Department of Anesthesiology, West China Hospital of Sichuan University, Chengdu, Sichuan Province, PR China.
J Surg Res. 2012 May 1;174(1):e11-6. doi: 10.1016/j.jss.2011.10.001. Epub 2011 Oct 25.
Hydrogen gas, an antioxidant agent, was found to protect against cerebral and myocardial ischemia-reperfusion (I/R) injury. In the present study, we investigated the effect of hydrogen-rich saline (HRS) on the I/R-induced lung injury.

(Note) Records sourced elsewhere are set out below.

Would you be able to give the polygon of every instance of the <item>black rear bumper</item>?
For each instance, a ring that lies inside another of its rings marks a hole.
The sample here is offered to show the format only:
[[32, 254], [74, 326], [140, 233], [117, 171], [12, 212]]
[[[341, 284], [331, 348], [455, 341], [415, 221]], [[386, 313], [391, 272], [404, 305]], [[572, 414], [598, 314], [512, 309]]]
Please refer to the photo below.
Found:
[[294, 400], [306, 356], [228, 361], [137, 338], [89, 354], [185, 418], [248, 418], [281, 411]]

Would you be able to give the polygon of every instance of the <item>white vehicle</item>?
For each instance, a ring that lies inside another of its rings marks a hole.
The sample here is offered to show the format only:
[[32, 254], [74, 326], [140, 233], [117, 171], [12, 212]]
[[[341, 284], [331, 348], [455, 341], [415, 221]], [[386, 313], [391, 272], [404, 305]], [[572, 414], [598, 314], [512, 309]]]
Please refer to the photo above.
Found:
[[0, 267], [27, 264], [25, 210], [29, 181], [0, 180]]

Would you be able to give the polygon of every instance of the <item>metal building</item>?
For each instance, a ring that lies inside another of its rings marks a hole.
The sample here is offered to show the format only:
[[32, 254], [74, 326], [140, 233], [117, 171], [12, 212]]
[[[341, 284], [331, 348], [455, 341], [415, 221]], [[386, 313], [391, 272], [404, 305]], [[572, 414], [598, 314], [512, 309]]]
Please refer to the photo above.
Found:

Left lung of male New Zealand White rabbits rendered normothermic ischemia for 60 min and reperfused for up to 240 min. Treated animals received intraperitoneal injection of 5 mL/kg HRS or the same volume of normal saline 10 min before the start of reperfusion. Blood and lung tissue samples were obtained for blood gas and biochemical analyses. The tissues obtained from lower lobe of left lung were used for histologic examination.
After 240 min of reperfusion, intraperitoneal administration of HRS increased PaO2/FiO2 ratio and superoxide dismutase activities, and decreased malondialdehyde contents, proinflammatory cytokines expression, and myeloperoxidase activities, along with reduced wet/dry ratio and histologic injury scores (P < 0.05 versus I/R group).
These results suggest that intraperitoneal administration of HRS before reperfusion protects the lung from I/R injury. The protective effect seems to be closely related to regulating oxidative damage and antioxidant enzyme activities and neutrophil infiltration.
氢气是一种抗氧化剂,已被发现可预防脑和心肌缺血再灌注(I/R)损伤。在本研究中,我们研究了富氢盐水(HRS)对 I/R 引起的肺损伤的影响。
将雄性新西兰白兔的左肺在常温下缺血 60 分钟,再灌注长达 240 分钟。治疗组动物在再灌注开始前 10 分钟接受腹腔注射 5 mL/kg HRS 或等量生理盐水。采集血液和肺组织样本进行血气和生化分析。从左肺下叶获得的组织用于组织学检查。
再灌注 240 分钟后,腹腔内给予 HRS 可提高 PaO2/FiO2 比值和超氧化物歧化酶活性,降低丙二醛含量、促炎细胞因子表达和髓过氧化物酶活性,并降低湿/干比和组织学损伤评分(与 I/R 组相比,P<0.05)。
这些结果表明,再灌注前腹腔内给予 HRS 可保护肺免受 I/R 损伤。保护作用似乎与调节氧化损伤和抗氧化酶活性以及中性粒细胞浸润密切相关。